For example, when first a pagefault happens in the local address
space, and then in the remote one, the timeouts are not recalculated.
It's also not entirely clear what the timeouts should be in such
cases. If there are two timeouts, and the threads switch between
those timeouts whenever a page fault appears in the other address
space, then the max time the thread could be blocked is local+remote
timeout. This is twice as much as expected in compatibility mode.
So, a more complete solution would have the following changes:
1. Compatibility mode is enabled by setting the local xfer timeout
values to something non-sensical (a relative timeout with e=2 and m=0
for example), and have that value as default for this UTCB register.

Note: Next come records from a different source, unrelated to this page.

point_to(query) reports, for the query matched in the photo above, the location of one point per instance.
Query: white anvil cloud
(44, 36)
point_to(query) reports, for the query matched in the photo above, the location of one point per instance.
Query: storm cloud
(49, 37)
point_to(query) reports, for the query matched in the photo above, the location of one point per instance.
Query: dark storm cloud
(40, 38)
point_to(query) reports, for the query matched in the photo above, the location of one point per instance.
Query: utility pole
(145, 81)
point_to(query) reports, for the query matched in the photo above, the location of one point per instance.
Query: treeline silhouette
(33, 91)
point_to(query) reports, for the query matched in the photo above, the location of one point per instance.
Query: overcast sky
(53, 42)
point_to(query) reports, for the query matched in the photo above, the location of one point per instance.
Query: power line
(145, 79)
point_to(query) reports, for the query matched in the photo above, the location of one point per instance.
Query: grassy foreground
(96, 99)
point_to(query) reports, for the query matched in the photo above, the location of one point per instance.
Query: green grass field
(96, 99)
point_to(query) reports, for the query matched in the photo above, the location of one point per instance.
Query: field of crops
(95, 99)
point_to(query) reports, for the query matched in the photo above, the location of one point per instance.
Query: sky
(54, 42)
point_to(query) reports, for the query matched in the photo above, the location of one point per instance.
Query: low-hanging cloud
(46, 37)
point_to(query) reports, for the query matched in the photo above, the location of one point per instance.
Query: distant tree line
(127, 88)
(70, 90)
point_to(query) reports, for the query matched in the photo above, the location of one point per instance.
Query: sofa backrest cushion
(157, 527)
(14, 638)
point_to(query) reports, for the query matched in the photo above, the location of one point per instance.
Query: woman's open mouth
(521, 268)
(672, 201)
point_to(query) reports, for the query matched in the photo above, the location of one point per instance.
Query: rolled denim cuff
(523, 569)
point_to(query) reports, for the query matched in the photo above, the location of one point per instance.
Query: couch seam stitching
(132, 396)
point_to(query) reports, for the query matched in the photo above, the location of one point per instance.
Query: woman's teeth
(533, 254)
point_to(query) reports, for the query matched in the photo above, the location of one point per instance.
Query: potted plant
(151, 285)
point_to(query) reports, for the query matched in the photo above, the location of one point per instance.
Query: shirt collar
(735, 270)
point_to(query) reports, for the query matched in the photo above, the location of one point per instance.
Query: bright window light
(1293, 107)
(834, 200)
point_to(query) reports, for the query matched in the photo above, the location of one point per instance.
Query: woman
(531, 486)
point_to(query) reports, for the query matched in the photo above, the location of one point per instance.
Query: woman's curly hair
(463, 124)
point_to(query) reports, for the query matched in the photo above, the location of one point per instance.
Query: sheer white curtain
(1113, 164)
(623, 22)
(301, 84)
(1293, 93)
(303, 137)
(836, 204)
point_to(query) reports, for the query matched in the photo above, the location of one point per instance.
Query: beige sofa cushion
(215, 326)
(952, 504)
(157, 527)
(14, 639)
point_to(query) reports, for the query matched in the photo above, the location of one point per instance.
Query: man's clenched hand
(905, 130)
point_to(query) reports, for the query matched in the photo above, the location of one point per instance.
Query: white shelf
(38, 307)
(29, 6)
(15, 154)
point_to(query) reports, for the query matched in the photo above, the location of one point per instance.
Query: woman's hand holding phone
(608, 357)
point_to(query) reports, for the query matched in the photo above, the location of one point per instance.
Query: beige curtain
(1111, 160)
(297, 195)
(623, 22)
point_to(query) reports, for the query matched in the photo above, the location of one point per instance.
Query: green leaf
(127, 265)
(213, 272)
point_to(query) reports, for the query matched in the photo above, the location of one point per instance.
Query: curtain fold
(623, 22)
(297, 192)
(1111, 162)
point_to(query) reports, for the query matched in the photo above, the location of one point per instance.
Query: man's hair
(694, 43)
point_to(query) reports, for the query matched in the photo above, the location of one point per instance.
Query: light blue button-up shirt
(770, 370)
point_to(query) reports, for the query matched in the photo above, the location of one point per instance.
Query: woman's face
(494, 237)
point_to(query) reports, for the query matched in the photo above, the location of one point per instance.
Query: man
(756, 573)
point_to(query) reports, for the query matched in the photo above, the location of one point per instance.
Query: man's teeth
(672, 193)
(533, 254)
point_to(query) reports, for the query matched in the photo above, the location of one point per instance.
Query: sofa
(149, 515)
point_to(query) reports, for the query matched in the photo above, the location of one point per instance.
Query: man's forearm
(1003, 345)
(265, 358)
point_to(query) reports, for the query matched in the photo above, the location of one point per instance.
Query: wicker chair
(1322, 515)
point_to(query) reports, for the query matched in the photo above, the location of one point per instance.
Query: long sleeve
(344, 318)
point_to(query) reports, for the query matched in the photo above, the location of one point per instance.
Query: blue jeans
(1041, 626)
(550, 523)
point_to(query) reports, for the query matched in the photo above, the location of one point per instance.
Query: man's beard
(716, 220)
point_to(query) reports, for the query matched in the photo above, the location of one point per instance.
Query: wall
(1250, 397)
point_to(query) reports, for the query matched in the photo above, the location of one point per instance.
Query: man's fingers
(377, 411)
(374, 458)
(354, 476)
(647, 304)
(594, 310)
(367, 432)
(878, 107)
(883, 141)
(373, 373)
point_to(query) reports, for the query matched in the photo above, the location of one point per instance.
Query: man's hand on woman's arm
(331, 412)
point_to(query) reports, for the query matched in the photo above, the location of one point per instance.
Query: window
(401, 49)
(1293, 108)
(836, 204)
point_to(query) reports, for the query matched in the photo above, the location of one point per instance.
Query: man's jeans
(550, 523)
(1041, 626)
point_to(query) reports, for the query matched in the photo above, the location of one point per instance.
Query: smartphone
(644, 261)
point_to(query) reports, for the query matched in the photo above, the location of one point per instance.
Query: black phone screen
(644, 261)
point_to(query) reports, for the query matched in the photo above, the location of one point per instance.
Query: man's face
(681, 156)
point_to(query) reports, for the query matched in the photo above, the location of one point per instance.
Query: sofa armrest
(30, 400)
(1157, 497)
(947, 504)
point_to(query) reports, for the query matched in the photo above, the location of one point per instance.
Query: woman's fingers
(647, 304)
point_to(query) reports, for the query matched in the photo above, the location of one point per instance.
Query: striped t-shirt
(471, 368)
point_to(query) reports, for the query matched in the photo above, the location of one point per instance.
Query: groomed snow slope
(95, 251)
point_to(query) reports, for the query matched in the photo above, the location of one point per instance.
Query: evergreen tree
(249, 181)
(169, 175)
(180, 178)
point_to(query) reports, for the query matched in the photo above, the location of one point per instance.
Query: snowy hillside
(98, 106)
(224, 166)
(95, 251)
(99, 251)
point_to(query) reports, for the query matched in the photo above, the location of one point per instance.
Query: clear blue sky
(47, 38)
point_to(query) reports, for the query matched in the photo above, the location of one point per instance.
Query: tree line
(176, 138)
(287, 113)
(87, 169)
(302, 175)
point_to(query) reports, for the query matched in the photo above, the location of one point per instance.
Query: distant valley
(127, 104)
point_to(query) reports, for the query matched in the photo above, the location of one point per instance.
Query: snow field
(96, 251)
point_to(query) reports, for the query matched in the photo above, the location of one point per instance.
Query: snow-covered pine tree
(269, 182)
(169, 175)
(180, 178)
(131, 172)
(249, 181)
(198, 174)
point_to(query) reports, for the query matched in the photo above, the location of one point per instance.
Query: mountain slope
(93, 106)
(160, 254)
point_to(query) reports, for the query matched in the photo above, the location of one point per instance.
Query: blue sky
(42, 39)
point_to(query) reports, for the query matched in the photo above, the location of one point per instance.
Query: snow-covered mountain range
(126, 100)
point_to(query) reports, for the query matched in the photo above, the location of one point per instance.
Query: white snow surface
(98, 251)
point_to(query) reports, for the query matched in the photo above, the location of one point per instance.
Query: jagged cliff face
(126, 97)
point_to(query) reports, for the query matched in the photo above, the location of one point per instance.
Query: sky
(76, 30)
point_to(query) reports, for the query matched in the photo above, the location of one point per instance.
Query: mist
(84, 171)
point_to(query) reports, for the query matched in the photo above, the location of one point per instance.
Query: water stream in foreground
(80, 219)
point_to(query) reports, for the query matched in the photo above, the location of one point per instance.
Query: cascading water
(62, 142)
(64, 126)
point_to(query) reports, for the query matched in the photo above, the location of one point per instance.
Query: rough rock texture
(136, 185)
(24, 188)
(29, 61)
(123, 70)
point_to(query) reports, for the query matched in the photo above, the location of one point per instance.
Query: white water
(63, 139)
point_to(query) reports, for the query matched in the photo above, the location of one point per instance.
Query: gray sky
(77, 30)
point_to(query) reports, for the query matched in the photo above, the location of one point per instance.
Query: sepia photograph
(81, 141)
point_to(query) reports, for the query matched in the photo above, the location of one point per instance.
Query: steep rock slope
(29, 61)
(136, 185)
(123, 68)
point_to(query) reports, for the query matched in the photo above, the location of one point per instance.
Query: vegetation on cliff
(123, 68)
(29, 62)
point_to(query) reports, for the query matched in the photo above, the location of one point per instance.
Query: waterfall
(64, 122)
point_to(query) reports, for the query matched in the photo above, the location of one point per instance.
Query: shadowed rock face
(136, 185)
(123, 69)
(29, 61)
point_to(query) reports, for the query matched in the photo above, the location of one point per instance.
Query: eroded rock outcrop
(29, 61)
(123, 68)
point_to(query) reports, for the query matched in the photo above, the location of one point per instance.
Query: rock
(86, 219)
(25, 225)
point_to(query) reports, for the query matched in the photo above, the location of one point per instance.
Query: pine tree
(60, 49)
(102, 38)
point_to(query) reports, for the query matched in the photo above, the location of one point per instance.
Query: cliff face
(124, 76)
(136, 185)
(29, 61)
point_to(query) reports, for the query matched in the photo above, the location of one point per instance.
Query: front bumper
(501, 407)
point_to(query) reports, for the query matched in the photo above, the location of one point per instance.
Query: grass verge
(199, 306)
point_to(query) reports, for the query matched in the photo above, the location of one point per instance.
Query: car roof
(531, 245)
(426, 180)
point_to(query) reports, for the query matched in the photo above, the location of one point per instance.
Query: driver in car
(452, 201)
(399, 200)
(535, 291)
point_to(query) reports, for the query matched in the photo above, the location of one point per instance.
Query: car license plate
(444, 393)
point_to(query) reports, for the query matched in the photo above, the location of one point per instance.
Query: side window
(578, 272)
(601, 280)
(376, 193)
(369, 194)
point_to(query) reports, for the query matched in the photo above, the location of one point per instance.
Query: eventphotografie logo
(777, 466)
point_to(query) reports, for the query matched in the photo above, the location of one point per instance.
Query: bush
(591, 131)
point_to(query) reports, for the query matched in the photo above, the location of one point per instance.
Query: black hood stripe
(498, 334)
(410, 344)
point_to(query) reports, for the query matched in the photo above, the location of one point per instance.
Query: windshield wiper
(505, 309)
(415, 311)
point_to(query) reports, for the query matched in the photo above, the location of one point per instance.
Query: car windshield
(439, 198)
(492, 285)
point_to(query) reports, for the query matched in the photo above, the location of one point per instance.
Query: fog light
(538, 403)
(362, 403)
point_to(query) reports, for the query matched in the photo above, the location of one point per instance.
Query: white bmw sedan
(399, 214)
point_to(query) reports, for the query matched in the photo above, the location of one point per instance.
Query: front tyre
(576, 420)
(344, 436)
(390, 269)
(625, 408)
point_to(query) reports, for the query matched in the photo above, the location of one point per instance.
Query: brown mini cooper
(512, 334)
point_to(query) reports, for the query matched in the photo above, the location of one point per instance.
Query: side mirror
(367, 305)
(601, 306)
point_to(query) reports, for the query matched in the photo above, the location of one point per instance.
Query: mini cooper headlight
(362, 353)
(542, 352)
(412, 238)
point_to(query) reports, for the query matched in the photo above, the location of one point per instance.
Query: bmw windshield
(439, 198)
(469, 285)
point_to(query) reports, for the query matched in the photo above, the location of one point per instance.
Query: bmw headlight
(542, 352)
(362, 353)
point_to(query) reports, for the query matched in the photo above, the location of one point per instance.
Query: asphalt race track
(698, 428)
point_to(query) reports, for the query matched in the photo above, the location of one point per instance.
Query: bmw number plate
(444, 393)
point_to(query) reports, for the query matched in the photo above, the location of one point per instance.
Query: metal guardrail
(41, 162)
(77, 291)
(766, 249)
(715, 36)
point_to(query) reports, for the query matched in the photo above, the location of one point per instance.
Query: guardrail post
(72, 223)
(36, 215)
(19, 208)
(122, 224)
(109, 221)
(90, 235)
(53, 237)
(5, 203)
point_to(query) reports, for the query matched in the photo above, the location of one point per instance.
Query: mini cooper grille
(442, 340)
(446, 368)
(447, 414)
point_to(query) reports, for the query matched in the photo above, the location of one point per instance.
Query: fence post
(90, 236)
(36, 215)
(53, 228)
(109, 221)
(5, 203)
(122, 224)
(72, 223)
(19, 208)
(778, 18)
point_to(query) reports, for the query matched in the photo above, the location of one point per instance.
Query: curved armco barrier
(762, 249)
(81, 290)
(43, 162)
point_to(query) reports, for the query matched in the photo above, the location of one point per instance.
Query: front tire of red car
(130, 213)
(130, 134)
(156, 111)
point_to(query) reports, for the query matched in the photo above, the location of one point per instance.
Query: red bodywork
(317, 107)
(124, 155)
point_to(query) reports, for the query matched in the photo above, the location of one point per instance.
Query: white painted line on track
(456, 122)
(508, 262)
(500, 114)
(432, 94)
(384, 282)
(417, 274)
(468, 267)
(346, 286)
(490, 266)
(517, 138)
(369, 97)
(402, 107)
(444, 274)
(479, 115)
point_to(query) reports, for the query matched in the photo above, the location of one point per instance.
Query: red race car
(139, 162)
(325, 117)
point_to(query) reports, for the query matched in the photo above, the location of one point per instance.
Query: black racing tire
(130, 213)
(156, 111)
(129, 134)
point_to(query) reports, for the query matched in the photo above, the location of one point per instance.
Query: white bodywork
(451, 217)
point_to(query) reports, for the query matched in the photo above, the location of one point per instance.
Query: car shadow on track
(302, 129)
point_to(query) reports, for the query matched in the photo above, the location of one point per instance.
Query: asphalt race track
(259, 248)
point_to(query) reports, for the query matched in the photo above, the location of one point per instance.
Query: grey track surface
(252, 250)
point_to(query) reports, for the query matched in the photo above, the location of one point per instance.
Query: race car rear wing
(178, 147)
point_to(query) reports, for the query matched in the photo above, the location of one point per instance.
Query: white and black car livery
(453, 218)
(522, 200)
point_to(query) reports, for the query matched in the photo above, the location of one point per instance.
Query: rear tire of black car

2. In non-compatiblity mode, it is remembered where the last pagefault
happened, and if that is in the other address space, the following
happens: the thread is removed from the wakeup queue, the current
timeout value (from the scheduler, which his now an absolute time,
maybe converted to relative time) is saved somewhere (along with the
information for which address space this was). The old timeout for
that address space (saved in the same slot, or freshly calculated if
it never came up before) is installed and the thread is put back on
the wakeup queue.
This is a bit more complex, but quite flexible a solution. Now I just
need to implement it ;) OTOH, we could just ignore all this and stick
with the simpler patch, which will work fine for the cases we are
interested in (client/server model with 0 and inf timeouts).